Vroman stemde toe en verdiepte zich in enkele bijbelse psalmen. Met de in zijn ogen wrede God Die hij tegenkwam, had hij grote moeite. Het feit dat vele mensen, ook in de psalmen, hun godsbeeld aan hun medemens opleggen, stuit Vroman tegen de borst. In Psalm I dicht hij dat wie een welomlijnd beeld van God heeft, Hem ,,misvormt (...) naar zijn eigen aard / waar hij ook niets van weet".
Vroman vervolgt met:
Systeem, ik noem u dus geen God,
geen Heer of ander Woord
waarvan men gave en gebod
en wraak wacht en tot wiens genot
men volkeren vermoordt.
Hij neemt afstand van deze traditionele godsvoorstellingen. Het gevolg van zo'n doctrinair en absoluut geloof is naar zijn mening ontkenning van en uiteindelijk moord op de medemens. Dat wil hij niet voor zijn rekening nemen.
Kanttekeningen
De huiver voor een vorm van religie die moord en doodslag tot gevolg heeft, is zeker invoelbaar. Maar er kunnen kanttekeningen worden geplaatst bij Vromans weergave van de bijbelse psalmen. Vroman wees in zijn dankrede verschillende gruwelijke passages aan, die bij nader inzien niet zo'n weerzinwekkend gehalte hebben als hij voorstelde. Hij las bijvoorbeeld in Psalm 30 dat God de vijand van de psalmist het lachen had verleerd. Punt. Nauwkeurig lezen levert de toevoeging op: ,,over mij". God beschermde de psalmist dus tegen de vijand. Deze psalm zegt niet dat God er genoegen in schept mensen doelloos te schaden. Het gaat er juist om dat God in concrete situaties bedreigden te hulp komt.
Vromans psalmen zijn alle gericht aan ,,Systeem". Op het eerste gezicht lijkt deze benaming weinig tot niets met een persoonlijke God te maken te hebben. Een systeem is harteloos, star en meedogenloos. Die suggestie lijkt er soms inderdaad in te zitten. Ad den Besten trekt in een bijdrage in "Woordwerk" de conclusie dat Vromans ,,Systeem" samenvalt met de kosmos, en dus volstrekt onpersoonlijk is. Uiteindelijk is volgens Den Besten Vromans ,,Systeem" wreed en onmenselijk, omdat aan de natuur op zichzelf geen enkel motief voor menselijkheid en barmhartigheid kan worden ontleend.

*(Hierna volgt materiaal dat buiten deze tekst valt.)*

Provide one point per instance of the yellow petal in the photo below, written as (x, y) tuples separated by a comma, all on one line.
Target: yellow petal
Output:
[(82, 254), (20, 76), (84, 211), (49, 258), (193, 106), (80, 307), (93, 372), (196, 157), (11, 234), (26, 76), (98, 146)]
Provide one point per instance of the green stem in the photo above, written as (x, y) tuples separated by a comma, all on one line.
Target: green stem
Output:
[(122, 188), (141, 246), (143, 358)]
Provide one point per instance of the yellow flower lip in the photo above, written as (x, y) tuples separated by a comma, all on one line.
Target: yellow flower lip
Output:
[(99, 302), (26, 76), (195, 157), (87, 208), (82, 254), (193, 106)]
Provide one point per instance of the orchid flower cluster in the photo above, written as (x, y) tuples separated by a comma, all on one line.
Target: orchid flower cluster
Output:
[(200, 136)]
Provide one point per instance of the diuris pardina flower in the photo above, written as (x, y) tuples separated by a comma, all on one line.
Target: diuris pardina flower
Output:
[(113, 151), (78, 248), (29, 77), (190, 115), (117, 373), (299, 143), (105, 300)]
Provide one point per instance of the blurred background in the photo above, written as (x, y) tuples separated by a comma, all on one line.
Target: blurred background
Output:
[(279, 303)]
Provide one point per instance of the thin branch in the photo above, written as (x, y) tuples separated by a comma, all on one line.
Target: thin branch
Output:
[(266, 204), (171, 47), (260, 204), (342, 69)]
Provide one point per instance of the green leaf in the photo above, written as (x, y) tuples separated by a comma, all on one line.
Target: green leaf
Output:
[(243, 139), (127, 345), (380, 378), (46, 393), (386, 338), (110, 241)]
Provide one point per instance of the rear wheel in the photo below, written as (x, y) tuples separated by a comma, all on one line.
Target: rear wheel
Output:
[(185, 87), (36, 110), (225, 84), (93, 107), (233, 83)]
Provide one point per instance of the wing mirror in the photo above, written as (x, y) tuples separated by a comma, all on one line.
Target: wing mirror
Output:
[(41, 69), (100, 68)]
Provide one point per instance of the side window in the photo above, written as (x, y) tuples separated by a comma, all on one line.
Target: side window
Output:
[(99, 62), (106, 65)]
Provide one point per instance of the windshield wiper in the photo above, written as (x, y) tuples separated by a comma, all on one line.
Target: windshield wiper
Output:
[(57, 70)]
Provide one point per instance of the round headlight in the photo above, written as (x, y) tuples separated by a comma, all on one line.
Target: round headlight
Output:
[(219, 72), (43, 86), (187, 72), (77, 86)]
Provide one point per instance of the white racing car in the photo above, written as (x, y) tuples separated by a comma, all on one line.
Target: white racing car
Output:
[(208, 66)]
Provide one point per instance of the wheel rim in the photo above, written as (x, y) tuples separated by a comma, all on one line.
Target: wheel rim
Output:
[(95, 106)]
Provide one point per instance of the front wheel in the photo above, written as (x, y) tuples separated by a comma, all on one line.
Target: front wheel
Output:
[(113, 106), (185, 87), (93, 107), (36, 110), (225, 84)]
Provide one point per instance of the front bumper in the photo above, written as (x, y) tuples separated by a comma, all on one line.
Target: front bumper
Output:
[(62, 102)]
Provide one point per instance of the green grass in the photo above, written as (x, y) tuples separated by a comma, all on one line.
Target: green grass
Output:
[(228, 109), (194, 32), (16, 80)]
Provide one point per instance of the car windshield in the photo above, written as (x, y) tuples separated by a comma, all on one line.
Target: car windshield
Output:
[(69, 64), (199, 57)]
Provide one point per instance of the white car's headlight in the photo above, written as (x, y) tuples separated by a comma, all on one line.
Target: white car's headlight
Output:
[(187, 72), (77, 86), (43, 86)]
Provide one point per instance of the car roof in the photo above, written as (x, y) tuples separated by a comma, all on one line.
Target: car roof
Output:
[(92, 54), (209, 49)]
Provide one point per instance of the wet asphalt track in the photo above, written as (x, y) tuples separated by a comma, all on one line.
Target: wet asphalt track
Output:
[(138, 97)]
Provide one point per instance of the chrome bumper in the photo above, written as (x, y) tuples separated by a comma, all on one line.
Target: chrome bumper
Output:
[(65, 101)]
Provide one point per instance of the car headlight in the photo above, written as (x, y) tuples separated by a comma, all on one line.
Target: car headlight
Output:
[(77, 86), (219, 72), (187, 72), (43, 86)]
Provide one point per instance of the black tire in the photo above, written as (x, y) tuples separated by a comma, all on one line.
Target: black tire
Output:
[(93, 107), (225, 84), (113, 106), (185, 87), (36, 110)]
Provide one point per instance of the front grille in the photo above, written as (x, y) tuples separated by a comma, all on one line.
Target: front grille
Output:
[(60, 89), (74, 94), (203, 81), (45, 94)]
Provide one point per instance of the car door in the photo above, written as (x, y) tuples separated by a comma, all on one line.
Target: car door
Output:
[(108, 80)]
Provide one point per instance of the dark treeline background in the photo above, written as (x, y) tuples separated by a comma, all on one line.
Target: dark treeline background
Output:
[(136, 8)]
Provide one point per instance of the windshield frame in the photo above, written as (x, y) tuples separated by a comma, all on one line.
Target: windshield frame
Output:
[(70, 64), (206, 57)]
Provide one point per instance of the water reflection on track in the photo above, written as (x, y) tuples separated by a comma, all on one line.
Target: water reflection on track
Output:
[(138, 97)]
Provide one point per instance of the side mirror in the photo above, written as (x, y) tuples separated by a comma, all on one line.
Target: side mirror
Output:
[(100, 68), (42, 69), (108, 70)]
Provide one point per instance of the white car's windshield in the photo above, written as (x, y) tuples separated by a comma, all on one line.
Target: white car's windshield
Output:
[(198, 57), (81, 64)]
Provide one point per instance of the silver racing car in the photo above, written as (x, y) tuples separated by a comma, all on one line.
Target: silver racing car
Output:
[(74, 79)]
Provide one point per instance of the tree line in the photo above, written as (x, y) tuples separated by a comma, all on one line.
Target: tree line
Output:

Daarom bevreemdt hem de benaming ,,Systeem", waar nog bij komt dat Den Besten Vroman kent als ,,een der zachtmoedigsten" onder de Nederlandse dichters. En waarom richt Vroman zich in gebedsvorm tot iets wat in feite geen 'tegenover' is? Waarom zou je spreken tot iets waarmee je zelf samenvalt?
Duisternis
Deze overwegingen van Den Besten zijn vatbaar voor kritiek. Het is in de eerste plaats de vraag of ,,Systeem" bij Vroman wel zo onpersoonlijk is als Den Besten voorstelt. Verder ben ik er ook niet zeker van dat ,,Systeem" geen 'tegenover' is voor Vroman. Als we andere gedichten uit Vromans immense oeuvre hierbij betrekken, blijkt dat Vromans godsvoorstelling niet star, rechtlijnig of onpersoonlijk is. In het vroege gedicht "Nacht" valt bijvoorbeeld te lezen dat God wellicht ,,het zieke ritselen van mijn gedachten" hoort.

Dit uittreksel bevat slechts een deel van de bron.